As I sit and write today, I’m wrapped in a blanket looking out onto a drizzly, gray day. A perfect day for soup. This kind of weather is perfect for warm comfort food, like soup or chicken pot pie. When I ran across a recipe for Chicken Pot Pie Soup on one of my favorite blogs, Chef in Training, I knew I had to try it.
While soup typically is thought of as less than healthy because of its sodium content, the benefit of cooking from home is that you control the ingredients. Therefore you control how healthy you make it. I always want to feed my family nutritiously and most days it’s easy to do with delicious meals. And for that reason the occasional splurge isn’t a problem. Fortunately this soup doesn’t need to be enjoyed just occasionally. It’s both nutritious and delicious.
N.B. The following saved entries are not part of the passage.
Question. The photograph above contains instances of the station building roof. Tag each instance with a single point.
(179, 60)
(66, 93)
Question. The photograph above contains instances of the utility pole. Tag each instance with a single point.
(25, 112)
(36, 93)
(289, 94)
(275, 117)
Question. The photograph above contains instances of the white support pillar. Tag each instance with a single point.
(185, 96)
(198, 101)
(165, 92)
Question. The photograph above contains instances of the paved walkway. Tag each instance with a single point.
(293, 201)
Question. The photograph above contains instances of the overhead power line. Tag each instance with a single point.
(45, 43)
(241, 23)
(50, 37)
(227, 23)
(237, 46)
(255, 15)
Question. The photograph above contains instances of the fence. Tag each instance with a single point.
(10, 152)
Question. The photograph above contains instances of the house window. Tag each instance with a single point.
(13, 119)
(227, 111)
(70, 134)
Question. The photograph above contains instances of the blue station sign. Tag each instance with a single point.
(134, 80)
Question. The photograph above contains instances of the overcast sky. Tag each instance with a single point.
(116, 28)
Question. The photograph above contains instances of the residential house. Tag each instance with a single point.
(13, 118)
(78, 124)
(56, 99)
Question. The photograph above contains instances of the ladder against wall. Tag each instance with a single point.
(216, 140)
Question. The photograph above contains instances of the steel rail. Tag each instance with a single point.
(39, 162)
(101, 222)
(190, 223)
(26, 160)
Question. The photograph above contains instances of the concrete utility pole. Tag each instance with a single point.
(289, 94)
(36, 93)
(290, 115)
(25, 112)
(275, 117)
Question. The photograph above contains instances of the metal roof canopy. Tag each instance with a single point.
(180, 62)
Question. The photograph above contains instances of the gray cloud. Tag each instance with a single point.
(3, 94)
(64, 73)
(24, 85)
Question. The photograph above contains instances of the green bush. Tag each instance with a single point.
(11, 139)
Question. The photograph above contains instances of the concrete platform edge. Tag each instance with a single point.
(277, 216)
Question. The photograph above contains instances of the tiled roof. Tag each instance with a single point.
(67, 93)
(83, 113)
It’s also fast and easy, win number three in my book.
Before I started anything I turned on the oven to preheat to bake up my pie crust croutons. Of course, these are optional, but they really do take this from a good chicken soup to a delicious pot pie-ish bowl of yum. I used a store bought crust for the sake of time, but you could easily use your own. I rolled the crust out and used my handy dandy pastry wheel to cut it into roughly 1-inch pieces. They browned up nicely in the oven and tasted delicious with a spoon full of soup.
- 1/2 single crust pie crust, homemade or store bought
- 2 tablespoons butter
- 2 tablespoons olive oil
- ½ cup onion, finely chopped
- 1 cup carrots, sliced into bite size pieces
- ⅓ cup flour
- 5 teaspoons reduced sodium Better than Boullion*, dissolved into 5 cups of water (I heat water and whisk Better than Boullion in until dissolved)
- ½ teaspooons poultry seasoning
- 1 teaspoon salt
- 2 cups shredded or chopped chicken, from rotisserie chicken or leftover
- Cut Pie crust into bite size pieces. Spread on a cookie sheet lined with foil and bake according to directions until pieces are golden brown in color. Remove from oven and let cool.
- In a large pan heat butter and olive oil until butter melts. Add add onion and carrots. Cook on medium for about 10 minutes, until they soften and begin to brown. Add the flour. Cook for another minute and then add water. Stir until smooth. Add poultry seasoning, salt, and chicken. Bring to a boil. Serve and garnish with pie crust pieces.